İtiraf etmem lazım ki, Rolling Stones, bir Beatles, bir Nirvana ya da bir Pearl Jam kadar favori grubum olmadı ama her daim ilgimi çekmiştir. Sadece yaptıkları müzikle değil, duruşları ile bile dikkat çekici olmuşlardır ben ve herkes için. Yarattıkları bütün tantanaya, dünya çapında duyulmalarına etkide bulunacak olaylara rağmen Beatles daha bir efendi, usturuplu bir grup olarak görülüyordu. Belki de ilk başlardaki o bir örnek kostümleri ya da özellikle genç kızlar tarafından çılgıncasına takip edilişleri etkili olmuştur bilemiyorum. Rolling Stones’un ise nedense karanlık bir yana sahip, serseri ama bir yandan da hınzır ve muzır bir havaları vardı benim gözümde. Çok ayrıntılı araştırıp okumamıştım ama daha ilk bakışta bile toplumla uyumsuz bir halleri olduğu fark edilebiliyordu.

Stones ne kadar düzgün giyinse ve davransa da, sonuçta gangster gibi görünüyordu.(s.75)

Beatles Station Otel’e gelerek, sahnede dans edip el sallayarak aslında Stones’u kutsamış, Beatles çılgınlığını onlara da bulaştırmış oldu.

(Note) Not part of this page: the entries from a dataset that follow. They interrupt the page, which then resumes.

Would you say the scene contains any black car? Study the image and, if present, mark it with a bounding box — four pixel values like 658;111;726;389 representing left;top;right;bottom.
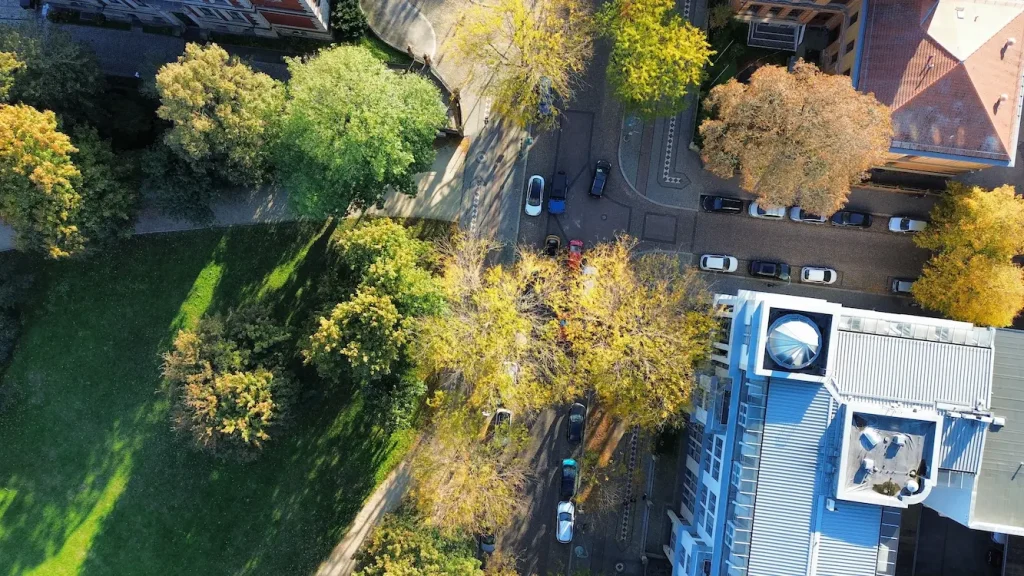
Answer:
590;160;611;198
831;210;871;228
750;260;790;282
558;458;580;502
700;196;743;214
565;402;587;444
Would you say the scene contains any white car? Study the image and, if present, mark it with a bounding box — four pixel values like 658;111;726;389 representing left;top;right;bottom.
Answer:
526;174;544;216
555;502;575;544
700;254;739;272
889;216;928;234
746;202;785;220
790;206;828;224
800;266;839;284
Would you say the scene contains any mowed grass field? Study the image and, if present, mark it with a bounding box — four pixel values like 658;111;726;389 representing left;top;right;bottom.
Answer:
0;223;412;576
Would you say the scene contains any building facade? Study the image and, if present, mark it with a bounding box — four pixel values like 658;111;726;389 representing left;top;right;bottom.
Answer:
48;0;331;40
732;0;1024;176
664;291;1024;576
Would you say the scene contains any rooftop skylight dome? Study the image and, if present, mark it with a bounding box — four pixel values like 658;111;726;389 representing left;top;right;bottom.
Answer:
767;314;821;370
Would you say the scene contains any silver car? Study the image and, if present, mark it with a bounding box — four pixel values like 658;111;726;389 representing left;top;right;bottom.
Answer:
889;216;928;234
800;266;839;284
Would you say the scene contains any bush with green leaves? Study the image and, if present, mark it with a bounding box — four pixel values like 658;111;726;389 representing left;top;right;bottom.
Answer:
164;305;294;460
354;508;484;576
331;0;370;41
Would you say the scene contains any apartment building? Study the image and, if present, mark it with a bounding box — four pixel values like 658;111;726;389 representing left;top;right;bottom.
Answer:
664;291;1024;576
732;0;1024;175
48;0;331;40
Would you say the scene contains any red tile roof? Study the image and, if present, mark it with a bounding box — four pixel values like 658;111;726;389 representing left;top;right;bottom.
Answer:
857;0;1024;162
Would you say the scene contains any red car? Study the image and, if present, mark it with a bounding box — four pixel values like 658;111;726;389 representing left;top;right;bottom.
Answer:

Zamanla bu lütfun Stones’u hem yücelten hem de sınırlayan, daimi ikinciliğe mahkûm eden bir lanet olduğu ortaya çıkacaktı.(s.65)

Domingo Yayınları’ndan çıkmış olan Güneş, Ay ve Rolling Stones kitabını okuyunca daha bir anlam kazandı bu görüşüm. Zira Beatles’tan kısa bir süre sonra ortaya çıkmalarına rağmen daha arkada kalan bir müzik grubu olmuşlar, en azından başlarda. Bu, daha başarısız müzik yapmalarından kaynaklanan bir şey değil. Sadece grubun daha farklı bir şekilde ortaya çıkışından dolayı gelişen bir durum ki, bunu da kitabı okuyunca anladım.

Stones’takiler başka müzisyenlerden beslenen birer vampirdir. Jagger’la Richards işe plakçıları talan eden birer plak koleksiyoncusu olarak başladı ve bir bakıma hep öyle kaldılar. Onların yeteneği, müziklerine uyabilecek sesleri ayırt etmek. Başka bir deyişle, dehaları yaptıkları işten çok müzik zevklerinde.(s.185)

Keith’in rock yapmasının nedeni Chuck Berry’ninkiyle aynıydı; bu müziği çok seviyordu ve yapabileceği başka bir şey yoktu. Ama Mick’in birçok seçeneği vardı; Keith’e rastladığında rahat bir gelecek onu bekliyordu. Keith bu yüzden sürekli Mick’in bağlılığını sorgulayacaktı. Mick blues’u zengin çocukları gibi, hobi olarak seviyordu. Keith’se penisilini seven hasta bir adam gibi. Keith’in tek umudu buydu.(s.18)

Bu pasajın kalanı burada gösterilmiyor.